A widely-agreed upon proposal to reform the International Monetary Fund (IMF) has been on the table since 2010. It is supported by the Obama Administration, but requires Congressional action and so far the US Congress has resisted calls for action from the White House and various advocates inside and outside the country.  Some have even considered procedures that would allow certain elements of proposed reforms to proceed without Congress.
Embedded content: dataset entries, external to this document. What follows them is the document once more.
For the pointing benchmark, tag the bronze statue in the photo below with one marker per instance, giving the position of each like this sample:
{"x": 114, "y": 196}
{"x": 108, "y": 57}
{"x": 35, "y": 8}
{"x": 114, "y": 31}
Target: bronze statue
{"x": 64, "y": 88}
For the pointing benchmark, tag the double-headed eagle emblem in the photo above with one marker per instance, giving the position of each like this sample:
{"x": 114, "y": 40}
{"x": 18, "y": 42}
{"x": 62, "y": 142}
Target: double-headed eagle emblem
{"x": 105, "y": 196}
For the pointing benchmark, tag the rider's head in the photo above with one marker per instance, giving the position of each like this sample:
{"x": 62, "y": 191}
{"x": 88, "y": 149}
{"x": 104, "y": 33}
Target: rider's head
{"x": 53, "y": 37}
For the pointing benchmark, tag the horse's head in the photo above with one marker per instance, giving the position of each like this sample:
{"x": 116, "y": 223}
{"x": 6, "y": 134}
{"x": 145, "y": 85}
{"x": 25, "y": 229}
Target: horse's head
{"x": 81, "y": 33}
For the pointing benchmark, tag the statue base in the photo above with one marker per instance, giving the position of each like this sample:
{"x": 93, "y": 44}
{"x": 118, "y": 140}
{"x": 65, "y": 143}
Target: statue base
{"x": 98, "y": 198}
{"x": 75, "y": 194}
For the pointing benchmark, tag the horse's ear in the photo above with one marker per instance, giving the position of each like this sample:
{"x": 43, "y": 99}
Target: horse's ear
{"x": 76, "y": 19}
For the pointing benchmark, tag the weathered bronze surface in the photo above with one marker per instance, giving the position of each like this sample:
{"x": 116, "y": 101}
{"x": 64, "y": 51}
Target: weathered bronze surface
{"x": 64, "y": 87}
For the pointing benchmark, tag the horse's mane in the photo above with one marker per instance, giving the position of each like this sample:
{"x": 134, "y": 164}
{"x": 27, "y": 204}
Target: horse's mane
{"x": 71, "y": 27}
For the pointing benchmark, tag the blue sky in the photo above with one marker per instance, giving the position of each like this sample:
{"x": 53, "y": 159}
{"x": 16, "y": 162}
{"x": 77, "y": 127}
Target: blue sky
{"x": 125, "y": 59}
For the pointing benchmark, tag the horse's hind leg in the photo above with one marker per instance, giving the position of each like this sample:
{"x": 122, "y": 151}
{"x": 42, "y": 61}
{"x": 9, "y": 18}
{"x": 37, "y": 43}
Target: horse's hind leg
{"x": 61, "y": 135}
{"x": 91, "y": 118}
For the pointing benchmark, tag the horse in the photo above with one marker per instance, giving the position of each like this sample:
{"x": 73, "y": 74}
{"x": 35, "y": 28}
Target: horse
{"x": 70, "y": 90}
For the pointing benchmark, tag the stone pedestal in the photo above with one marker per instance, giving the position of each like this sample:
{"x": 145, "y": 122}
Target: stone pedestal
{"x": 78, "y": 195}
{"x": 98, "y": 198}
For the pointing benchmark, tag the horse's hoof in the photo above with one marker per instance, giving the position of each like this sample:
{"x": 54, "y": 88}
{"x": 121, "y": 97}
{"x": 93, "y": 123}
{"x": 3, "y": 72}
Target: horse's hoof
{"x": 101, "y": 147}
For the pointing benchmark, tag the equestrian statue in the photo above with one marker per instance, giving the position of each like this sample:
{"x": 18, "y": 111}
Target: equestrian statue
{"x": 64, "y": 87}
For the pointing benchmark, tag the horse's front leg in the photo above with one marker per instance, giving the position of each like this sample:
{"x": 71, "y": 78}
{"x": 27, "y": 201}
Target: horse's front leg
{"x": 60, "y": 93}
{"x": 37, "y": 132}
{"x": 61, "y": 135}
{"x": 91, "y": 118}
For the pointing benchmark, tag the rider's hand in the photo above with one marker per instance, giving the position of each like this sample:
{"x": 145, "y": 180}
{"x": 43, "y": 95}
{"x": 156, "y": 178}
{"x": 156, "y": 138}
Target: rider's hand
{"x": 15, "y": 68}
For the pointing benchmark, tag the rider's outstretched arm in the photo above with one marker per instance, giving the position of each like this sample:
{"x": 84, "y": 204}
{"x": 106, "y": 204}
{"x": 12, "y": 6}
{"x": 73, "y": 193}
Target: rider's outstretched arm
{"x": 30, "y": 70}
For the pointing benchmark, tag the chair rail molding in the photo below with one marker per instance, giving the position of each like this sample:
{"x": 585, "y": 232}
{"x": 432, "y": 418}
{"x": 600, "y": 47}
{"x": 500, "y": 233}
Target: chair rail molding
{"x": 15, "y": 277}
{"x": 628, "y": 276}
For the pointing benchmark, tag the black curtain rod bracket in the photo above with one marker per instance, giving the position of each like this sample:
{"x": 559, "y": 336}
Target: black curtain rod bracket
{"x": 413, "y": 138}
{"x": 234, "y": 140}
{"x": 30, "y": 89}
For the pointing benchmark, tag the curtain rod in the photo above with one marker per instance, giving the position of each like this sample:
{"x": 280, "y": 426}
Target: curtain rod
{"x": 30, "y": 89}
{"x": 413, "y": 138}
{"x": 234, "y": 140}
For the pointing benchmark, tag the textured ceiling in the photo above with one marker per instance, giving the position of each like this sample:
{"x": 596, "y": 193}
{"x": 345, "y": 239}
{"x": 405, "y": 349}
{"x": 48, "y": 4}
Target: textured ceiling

Former IMF executive and current Wilson Center Public Policy Fellow Meg Lundsager discusses the status of proposed reforms with Wilson Center NOW host, John Milewski.

Meg Lundsager, a current Wilson Center Public Policy Fellow, consults on international economic, financial, and regulatory issues.  While United States’ Executive Director on the International Monetary Fund Executive Board (2007-2014), she focused on achieving effective IMF input into lending programs in Europe, securing adequate IMF resources, supporting low income countries, and strengthening IMF oversight of exchange rate policies.  She negotiated increased emerging market representation at the IMF and promoted enhanced ethical standards and internal oversight functions. As Deputy Assistant Secretary for Trade and Investment at the US Treasury Department (1996-2000), she negotiated multilateral financial services agreements and aspects of China’s entry into the World Trade Organization. She also analyzed portfolio allocation decisions of institutional investors as an Atlantic Fellow in London. 

John Milewski is the executive producer and managing editor of Wilson Center NOW and also serves as director of Wilson Center ON DEMAND digital programming. Previously he served as host and producer of Dialogue at the Wilson Center and Close Up on C-SPAN. He also teaches a course on politics and media for Penn State’s Washington Program.